What would you expect from a rapper with a name like Trouble Boy? Hardcore rhymes with bombing references every other verse drop? A Haiti rapper who goes by that name and who’s name Haitian-American music fans will get the chance to see the rapper perform at Miami’s Haitian Compas Festival this May.
While his name may indicate chaos and mischief, lyrically the rapper is heavy on the social commentary game. This is especially transparent on a track like “Nou Sou Nèt” (We’re on the Internet). Rapping about social media addiction among Haiti’s youths, and selfie addiction, and cases of social media disgraces and vicious gossip, he concludes: “Nou bezwen yon meditasyon nasyonal/We need a serious national meditation session.”

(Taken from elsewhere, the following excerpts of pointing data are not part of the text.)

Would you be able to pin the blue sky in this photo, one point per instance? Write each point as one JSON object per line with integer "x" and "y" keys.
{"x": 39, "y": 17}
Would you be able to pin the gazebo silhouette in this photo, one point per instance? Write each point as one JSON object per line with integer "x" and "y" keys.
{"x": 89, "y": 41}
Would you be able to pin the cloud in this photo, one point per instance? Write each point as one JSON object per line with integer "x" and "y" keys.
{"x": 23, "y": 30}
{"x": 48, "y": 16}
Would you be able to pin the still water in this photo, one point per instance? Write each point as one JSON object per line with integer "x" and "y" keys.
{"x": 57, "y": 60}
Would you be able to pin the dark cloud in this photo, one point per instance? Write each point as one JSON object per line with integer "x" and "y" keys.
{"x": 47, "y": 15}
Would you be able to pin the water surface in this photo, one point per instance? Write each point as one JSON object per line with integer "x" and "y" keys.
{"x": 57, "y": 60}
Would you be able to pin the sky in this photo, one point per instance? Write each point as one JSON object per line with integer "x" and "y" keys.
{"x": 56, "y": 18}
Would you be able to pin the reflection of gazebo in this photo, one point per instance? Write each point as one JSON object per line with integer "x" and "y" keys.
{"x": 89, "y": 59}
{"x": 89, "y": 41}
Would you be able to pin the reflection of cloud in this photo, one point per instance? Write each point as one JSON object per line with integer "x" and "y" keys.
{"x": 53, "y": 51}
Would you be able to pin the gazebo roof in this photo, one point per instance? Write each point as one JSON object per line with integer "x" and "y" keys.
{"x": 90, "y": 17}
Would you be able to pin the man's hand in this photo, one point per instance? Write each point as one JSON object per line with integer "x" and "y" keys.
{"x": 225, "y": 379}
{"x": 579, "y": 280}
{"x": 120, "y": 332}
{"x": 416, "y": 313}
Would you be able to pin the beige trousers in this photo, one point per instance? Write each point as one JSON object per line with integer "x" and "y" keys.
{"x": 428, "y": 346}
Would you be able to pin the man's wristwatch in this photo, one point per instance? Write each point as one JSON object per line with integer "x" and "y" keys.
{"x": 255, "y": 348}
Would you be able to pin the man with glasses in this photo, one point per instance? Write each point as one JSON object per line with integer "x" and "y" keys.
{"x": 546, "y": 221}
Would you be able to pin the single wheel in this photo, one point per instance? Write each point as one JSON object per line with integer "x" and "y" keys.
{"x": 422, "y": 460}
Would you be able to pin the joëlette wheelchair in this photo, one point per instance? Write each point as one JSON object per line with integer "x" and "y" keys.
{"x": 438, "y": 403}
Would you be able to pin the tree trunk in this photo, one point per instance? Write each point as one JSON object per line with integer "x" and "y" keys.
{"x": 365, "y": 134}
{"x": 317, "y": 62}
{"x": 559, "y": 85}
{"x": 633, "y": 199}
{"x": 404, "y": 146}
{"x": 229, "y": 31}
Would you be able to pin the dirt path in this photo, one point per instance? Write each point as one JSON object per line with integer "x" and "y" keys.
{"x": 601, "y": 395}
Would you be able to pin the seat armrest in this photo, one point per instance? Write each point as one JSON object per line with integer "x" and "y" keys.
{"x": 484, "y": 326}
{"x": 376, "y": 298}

“Nou Sou Nèt” was preceded by “Nou Ka Chanje Ayiti”(We Can Haiti Around), another track that’s more like a public address than a song. A video for the song shows the rapper donning a suit, picking at the keyboard of a piano on a lush mountain. And as the camera expands to show valleys and mountain peaks in Haiti, and weather-beaten architecture, the rapper looks earnestly at the viewer and declares: “A lot of times we complain that Haiti has nothing to offer us, but have we ever asked ourselves what we’ve given to Haiti?”
Though part of an industry that raps about alcohol, partying, good times and debauchery, the Cap Haitien-based rapper rarely mentions these topics on his tracks. In the aforementioned track “Nou Ka Chanje Haiti”, Trouble Boy tells a likely story, that of a young woman who was raised in Haiti and spent her vacations abroad, until one day when her parents worried about her future, decide to send her abroad. They recruit the help of relatives to arrange a “business marriage” for her with someone in the United States, even though she’s dating someone in her hometown in Haiti. This storyline may sound dramatic, but as the verses flow, Trouble Boy assures his listener that this is the norm on his island.
The rapper is not above sarcasm. On the song “Tout Moun Gen Mennaj” (Errrybody Got Their Own), he raps about sugar babies and mate-sharing, and the dating scene among Millennials in Haiti.
“Poko Prè” (Ain’t Ready Yet) tells the story of an immature young man who’s being pressured by his longtime-girlfriend’s parents to marry. The song isn’t a traditional rap song beat-wise. It’s inflected with some heavy reggae and Haitian roots music.
The rapper is at the dawn of his career, but he clearly has the ears of Haiti’s youths, because his music relates things about their every day lives.